Pongo #43
By brighteyes
- 815 reads
Martaro
As I hop, skip and flop down the raised porch of Miffy's flat, I think, as I often tend to, about her body. Her arms, still mismatched to a degree, remind me of an old cartoon in which a plasticine man is given a jumper for his birthday by a well-wishing plasticine auntie. Only problem is that it being her first outing into knitting, she has made one sleeve horrendously long and the other practically tee shirt length. Rather than hurt her feelings by exposing her awful handiwork, the plasticine man comes up with a solution. Upon his aunt's next visit, he dons the wonky jumper and adjusts his own arms to fit. Thus her feelings are spared and she can go on creating knitwear for all and sundry, oblivious to the fact of its lop-sided grotesqueness. Changing the body to fit the garment.
I wonder, and I think she must wonder from time to time, what her sweeper must be like. Do they have a parallel of her body? If you stood them side by side, I wonder if you could play mix and match with their anatomy, or whether they would slot together like the two halves of a sweetheart necklace. His left arm and her right ' a pair, along with their opposites, like socks rescued from the drowning machine on washday. The fan of creases below one eye reunited with its crinkly counterpart; one fat-cuffed ankle and one slender twinned with a separate fat and a separate thin; a cellulited thigh, complete with saddlebags, slapped against another like dumpy spare partners at a ball, watching their slim alter-egos waltz off, rubbing only occasionally and for effect. It would be like one of those talk shows where they haul in a ne'er-do-well long-absent father to be reunited with their genius postgrad daughter and both parties must act like this is the best thing that ever happened to them, snivelling and nodding in each others arms. Afterwards he'll probably ask her for a loan and she'll shout him as far as a taxi on the promise that he never come near her again.
Crossing over Nurphen Street, I think of her outgrown dolly shoes, of the cricket clicks she would make on the pavement as we walked along, the patent reflecting the sun. Of her stiff little frocks, many of which now lie in components in a chest in her wardrobe. I took her shopping the other wek and nearly strayed straight into the childrens' section as I had so many times with her. Then we both stopped and pondered where to go next. Every section was wrong. The store had catered for under fives, tweenies, teens, adults, petite adults, plus size adults, tall adults, maternity, mens. There was nothing for whatever category Miffy fit into now. Her height ' about five foot six ' suggested teen to petite adult. Her breasts ' 32DD ' suggested plus size. Her face suggested we go for a coffee, and that was the criteria on which I based my next move.
I think it was over that particular coffee that I realised this: I love her more now than I ever did on any of those shoots, or even on that sweating, tumbling evening when we screwed. I don't think I've ever told her that, because I'm not sure in what way exactly I do love her, and I don't want it to be taken the wrong way. It's odd.

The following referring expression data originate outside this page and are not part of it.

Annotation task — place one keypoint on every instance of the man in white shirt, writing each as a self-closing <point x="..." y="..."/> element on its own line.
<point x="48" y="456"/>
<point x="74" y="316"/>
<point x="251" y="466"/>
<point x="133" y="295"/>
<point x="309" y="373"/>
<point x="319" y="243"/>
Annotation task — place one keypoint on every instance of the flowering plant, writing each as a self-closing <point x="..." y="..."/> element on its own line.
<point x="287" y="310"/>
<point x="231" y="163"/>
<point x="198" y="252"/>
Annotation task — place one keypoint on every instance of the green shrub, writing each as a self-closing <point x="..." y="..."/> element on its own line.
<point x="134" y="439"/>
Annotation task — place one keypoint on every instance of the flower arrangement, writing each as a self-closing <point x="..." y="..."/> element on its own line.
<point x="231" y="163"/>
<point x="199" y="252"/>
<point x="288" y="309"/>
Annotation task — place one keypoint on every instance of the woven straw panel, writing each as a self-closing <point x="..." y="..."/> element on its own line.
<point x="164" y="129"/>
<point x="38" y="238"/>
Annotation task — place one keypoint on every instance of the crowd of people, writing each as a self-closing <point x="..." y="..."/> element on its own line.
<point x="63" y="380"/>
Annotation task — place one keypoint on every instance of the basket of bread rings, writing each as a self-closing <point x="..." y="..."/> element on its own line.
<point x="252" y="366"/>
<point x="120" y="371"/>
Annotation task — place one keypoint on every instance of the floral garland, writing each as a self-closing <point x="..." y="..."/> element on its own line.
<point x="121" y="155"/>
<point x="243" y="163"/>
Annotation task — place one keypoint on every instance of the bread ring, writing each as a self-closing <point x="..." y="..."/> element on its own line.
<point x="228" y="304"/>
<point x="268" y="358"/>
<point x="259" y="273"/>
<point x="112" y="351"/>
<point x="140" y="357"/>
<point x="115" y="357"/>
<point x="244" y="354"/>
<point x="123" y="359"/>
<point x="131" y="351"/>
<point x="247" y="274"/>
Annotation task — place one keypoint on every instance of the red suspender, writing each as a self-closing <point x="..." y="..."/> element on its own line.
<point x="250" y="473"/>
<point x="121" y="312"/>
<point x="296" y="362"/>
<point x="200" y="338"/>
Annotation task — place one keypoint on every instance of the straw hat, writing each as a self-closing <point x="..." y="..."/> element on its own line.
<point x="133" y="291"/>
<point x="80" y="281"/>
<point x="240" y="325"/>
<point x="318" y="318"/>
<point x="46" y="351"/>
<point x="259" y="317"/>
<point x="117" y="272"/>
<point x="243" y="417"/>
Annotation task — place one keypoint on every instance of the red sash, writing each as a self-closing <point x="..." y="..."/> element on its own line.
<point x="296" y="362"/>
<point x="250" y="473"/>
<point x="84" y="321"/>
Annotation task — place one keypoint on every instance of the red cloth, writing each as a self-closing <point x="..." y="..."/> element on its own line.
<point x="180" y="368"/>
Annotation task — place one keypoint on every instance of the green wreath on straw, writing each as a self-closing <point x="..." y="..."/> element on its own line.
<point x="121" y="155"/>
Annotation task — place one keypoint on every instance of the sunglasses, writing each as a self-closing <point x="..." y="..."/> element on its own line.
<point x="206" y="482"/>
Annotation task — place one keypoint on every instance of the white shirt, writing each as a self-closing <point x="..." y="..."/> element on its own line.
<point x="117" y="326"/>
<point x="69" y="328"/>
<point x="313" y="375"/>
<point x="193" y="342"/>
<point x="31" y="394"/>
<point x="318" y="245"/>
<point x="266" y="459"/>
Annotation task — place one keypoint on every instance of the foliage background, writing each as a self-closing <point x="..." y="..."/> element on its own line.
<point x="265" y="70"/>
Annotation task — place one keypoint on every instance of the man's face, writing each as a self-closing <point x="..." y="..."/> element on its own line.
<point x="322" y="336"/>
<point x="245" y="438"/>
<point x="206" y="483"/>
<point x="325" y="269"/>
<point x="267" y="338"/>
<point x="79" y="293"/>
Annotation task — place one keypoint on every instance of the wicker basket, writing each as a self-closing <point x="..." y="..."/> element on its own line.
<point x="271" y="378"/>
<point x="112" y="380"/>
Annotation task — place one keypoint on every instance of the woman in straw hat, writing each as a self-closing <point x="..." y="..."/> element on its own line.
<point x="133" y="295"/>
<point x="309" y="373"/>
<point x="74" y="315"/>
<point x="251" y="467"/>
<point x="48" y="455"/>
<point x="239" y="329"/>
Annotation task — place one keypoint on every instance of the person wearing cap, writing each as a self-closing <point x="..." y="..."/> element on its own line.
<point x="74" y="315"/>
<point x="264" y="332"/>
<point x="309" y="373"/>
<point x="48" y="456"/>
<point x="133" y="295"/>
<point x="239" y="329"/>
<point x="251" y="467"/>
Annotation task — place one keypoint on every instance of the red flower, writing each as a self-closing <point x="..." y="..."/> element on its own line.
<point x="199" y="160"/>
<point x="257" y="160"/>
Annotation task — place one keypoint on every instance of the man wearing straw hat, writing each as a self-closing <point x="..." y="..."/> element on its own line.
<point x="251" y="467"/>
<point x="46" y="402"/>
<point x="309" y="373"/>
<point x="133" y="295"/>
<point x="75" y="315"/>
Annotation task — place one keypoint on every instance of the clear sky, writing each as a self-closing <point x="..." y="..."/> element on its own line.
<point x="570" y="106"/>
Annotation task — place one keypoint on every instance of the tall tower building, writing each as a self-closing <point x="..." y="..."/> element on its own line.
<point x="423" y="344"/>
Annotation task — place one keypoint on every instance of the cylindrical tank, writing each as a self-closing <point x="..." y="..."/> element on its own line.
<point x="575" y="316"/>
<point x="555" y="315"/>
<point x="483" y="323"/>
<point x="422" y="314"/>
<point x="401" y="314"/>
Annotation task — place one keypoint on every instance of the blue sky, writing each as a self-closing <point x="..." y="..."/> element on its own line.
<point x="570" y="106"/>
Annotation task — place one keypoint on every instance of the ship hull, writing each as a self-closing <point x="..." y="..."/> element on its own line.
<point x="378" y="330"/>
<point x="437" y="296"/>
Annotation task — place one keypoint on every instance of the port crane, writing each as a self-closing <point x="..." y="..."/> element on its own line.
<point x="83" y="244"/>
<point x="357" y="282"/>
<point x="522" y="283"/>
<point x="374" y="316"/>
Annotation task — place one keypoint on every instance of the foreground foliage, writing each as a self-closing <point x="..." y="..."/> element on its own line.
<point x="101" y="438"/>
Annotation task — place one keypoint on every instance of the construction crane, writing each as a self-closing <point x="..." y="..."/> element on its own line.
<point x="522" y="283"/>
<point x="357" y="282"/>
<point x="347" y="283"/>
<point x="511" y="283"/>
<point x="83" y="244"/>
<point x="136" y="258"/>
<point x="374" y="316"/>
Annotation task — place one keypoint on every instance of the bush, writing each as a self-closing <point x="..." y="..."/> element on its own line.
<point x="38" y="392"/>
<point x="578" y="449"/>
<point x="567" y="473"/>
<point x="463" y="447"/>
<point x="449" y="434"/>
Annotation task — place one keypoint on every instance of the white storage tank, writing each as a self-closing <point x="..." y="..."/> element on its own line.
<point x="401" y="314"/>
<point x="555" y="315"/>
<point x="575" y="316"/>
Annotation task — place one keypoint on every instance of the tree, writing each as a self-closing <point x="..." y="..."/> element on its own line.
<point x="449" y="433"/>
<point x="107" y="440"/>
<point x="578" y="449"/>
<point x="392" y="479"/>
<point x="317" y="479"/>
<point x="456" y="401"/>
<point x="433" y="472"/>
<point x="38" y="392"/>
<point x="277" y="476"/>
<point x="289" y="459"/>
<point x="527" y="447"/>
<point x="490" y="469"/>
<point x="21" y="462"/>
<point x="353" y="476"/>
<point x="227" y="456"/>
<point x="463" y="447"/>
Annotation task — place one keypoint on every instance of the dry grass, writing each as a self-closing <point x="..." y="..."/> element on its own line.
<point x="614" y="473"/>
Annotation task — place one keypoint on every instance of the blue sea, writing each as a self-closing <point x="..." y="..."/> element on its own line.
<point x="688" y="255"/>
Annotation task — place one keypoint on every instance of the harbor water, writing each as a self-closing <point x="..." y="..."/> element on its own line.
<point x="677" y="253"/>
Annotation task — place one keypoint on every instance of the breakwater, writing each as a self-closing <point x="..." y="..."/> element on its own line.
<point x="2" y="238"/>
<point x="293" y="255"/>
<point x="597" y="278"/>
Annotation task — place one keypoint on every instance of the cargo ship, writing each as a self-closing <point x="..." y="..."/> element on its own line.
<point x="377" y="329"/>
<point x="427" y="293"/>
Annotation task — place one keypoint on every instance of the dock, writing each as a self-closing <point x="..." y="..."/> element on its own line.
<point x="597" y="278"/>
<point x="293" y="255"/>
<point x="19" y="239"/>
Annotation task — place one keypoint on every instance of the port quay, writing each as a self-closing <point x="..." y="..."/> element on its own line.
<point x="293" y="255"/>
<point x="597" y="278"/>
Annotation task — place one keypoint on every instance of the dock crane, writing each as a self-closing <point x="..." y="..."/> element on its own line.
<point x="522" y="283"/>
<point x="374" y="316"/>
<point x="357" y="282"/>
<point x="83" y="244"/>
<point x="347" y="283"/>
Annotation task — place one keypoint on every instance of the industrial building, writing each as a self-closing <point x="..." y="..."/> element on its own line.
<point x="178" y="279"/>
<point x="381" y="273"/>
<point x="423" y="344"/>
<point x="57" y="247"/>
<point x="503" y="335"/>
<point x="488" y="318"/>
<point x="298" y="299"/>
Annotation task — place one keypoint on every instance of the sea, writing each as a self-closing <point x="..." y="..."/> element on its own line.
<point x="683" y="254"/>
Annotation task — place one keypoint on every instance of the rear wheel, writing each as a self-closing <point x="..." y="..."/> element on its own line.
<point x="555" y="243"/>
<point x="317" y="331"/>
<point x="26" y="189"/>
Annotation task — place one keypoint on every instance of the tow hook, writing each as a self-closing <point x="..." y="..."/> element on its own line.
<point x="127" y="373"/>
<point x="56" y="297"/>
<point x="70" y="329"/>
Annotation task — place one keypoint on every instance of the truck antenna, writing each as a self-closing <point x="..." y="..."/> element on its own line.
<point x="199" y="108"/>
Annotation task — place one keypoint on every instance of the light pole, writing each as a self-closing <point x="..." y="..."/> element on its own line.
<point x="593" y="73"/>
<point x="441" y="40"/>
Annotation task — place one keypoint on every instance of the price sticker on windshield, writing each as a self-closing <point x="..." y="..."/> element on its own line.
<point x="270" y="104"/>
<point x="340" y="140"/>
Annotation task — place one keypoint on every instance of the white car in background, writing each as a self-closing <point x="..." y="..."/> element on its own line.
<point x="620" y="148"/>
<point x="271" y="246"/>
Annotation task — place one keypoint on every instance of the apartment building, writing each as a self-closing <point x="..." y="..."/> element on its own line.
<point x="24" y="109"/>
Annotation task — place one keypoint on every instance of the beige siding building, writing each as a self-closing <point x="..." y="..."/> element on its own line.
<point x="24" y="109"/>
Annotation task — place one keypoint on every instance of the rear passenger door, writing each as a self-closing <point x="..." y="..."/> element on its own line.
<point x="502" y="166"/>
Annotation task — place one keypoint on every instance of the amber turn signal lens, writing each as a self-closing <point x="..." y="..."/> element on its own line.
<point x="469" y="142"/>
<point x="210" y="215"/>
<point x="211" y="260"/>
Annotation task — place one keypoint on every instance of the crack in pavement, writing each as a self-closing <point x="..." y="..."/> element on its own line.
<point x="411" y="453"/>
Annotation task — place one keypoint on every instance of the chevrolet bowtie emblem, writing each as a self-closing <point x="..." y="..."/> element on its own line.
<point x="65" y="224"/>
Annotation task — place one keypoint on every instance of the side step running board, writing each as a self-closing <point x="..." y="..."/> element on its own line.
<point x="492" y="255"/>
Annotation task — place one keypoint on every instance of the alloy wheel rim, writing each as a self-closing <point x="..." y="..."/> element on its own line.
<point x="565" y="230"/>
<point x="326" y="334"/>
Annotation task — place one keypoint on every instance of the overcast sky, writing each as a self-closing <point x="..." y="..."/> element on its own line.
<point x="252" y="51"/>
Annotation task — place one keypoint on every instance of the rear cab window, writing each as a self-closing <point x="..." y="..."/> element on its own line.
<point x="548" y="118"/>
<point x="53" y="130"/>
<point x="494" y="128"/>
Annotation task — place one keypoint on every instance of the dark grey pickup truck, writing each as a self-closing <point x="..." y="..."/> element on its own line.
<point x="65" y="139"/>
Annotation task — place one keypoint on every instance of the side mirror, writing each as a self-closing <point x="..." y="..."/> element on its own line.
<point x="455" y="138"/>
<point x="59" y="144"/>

She's like a long-lost sister I have screwed. But in a socially acceptable way. Crap, I know what you're thinking, but no, nothing like Saral, who has never seemed like a sister, so much as a demon who prods me at irregular intervals for kicks. Not like that. Ah, I can't explain it. It's warm, is all I know. But I will tell her, because right now it couldn't be bad to let her know she means a lot to at least one person, even if her manager's swanned off and the fans will soon stray.
I navigate the crapped-up excuse for a footpath, splintered in places and ageless, and turn right down an alleyway off Havigore Drive that leads towards the studio. As my own flats clap damply along, I become vaguely aware of a second pair just slightly off my beat. Bull is that an echo, I should think, but all that fills my mind is: the lights. I need to switch off the lights. And so I don't notice that it is not just one extra pair that steps up behind me, but two.